Na cozinha da mansão na Joatinga, dois cestos enormes abarrotados de laranjas chamam atenção. São ingredientes da salada e do suco preferidos do morador ilustre do imóvel, que circula por ali de meias, moletom e camisa xadrez. Nesse figurino bem diferente das casacas em que se enfia diante de plateias no mundo inteiro, o pianista Nelson Freire se sente completamente à vontade no endereço que um dia pertenceu ao ator Reginaldo Faria. Ele divide a ampla construção voltada para a praia com dois amigos, três cachorros da raça boxer e quatro pianos. É o refúgio onde o mineiro de Boa Esperança se recolhe após cada apresentação internacional e onde se materializa um longo vínculo com o Rio, cidade que é parte de sua vida desde os 6 anos. No sossego à beira-mar, Freire se prepara para grandes compromissos, como o que tem marcado para quarta-feira (17). Às vésperas de completar 70 anos ? o aniversário é no dia 18 de outubro ?, ele volta ao Theatro Municipal para um concerto que se anuncia histórico. Tocará pela primeira vez sob a regência do russo Vladimir Ashkenazy, lenda do piano e maestro de prestígio internacional, à frente da londrina Philharmonia Orchestra, conjunto com quase sete décadas de tradição. No programa, vai solar o Concerto Nº 5, “O Imperador”, de Beethoven, que já interpretou no mesmo palco há quase sessenta anos.”Obras repetidas são uma metamorfose constante, o importante é sentir a nova apuração e transmitir isso”, diz.

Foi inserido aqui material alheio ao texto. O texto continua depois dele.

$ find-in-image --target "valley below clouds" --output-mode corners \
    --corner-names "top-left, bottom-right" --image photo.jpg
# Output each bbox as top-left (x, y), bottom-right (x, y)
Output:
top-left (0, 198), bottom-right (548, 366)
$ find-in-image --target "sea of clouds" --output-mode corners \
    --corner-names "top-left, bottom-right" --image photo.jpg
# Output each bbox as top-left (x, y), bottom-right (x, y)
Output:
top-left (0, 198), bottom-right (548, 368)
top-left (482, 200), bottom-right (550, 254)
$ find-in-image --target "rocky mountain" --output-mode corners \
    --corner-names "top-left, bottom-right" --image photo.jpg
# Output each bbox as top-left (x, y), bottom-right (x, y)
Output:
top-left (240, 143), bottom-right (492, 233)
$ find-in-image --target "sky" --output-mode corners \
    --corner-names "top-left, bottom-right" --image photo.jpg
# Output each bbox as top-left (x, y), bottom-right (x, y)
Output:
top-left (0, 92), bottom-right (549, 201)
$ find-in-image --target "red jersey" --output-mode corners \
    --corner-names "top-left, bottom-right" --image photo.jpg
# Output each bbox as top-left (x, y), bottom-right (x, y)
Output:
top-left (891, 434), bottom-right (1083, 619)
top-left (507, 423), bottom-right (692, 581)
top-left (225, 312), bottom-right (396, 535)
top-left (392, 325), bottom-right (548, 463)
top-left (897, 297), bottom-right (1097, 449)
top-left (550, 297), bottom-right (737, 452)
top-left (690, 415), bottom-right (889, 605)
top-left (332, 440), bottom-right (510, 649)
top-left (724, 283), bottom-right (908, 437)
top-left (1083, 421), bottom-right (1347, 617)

O pianista vai mostrar, não há dúvida, uma versão da peça de Beethoven bem diferente daquela que apresentou no Municipal em 1957, ainda aos 12 anos, no 1º Concurso Internacional de Piano do Rio. Caçula entre quase cinquenta concorrentes da competição, o garoto conquistou o nono lugar e a admiração de uma jurada importante, Guiomar Novaes (1895-1979), raro nome do piano brasileiro a construir uma carreira internacional antes dele. Do presidente Juscelino Kubitschek, ganhou uma bolsa para estudar em Viena. “Recebi uma bolada e gastei tudo”, conta. Na volta ao Brasil, a dura realidade. “Aos 18 anos, passei um momento muito difícil e pensei até em desistir.” Mais uma vez, o caminho foi o Municipal carioca. Diretor da casa na época, Adolfo Celi (1922-1986) ofereceu ao jovem promissor um espaço na programação. Detalhe: o grande ator italiano era cliente do gerente de banco José Freire Silva, pai do instrumentista. Quatro anos depois, em 1967, Freire debutava em Londres, onde o jornal The Times o definiu como um “jovem leão do teclado”. No ano seguinte, estreou em Nova York, junto com a respeitável filarmônica local. Cumpria-se assim o destino do menino-prodígio cuja família deixou o interior para vê-lo brilhar mundo afora.
Os Freire desembarcaram em Ipanema em 1950, quando Nelson tinha 6 anos. Foram morar na Rua Redentor, onde tinham como vizinho o marechal Eurico Gaspar Dutra, presidente do Brasil de 1946 a 1951. Encantado, depois de ouvir o menino tocando O Guarani, o militar mandou instalar um telefone como presente na casa da família. Logo ao chegar, o molecote de ouvido notável impressionou membros da Escola Nacional de Música e da Rádio Nacional, episódio que rendeu matéria no jornal Diário de Notícias em 28 de maio de 1950.
“Peguei a cidade na melhor época”, recorda o instrumentista, saudoso dos mergulhos na praia e das idas com os pais à antiga Sorveteria das Crianças e ao Bob?s, ambos na Rua Visconde de Pirajá. Hoje ele evita se distanciar do Joá, preocupado com a violência e os engarrafamentos. Quando muito, visita uma feira orgânica na vizinhança.
Em seu lar carioca, pratica sua arte cerca de duas horas por dia, descansa na rede da varanda e relaxa assistindo à sua coleção de mais de 200 filmes. A perspectiva de viajar o aborrece. “Para começar, não sei fazer mala. Sou de Libra, fico na dúvida, acabo levando tudo e não usando nada.” No avião, faz questão de entrar com o pé direito e, caso desça na pista, desembarcar seguindo o mesmo ritual. Ossos do ofício, e do sucesso, a agenda de setembro a novembro traz datas na Colômbia, no México, no Japão, na Inglaterra, na Espanha e na França. Resta o conforto de saber que, na volta, sempre haverá o pouso seguro com magnífica vista para o mar.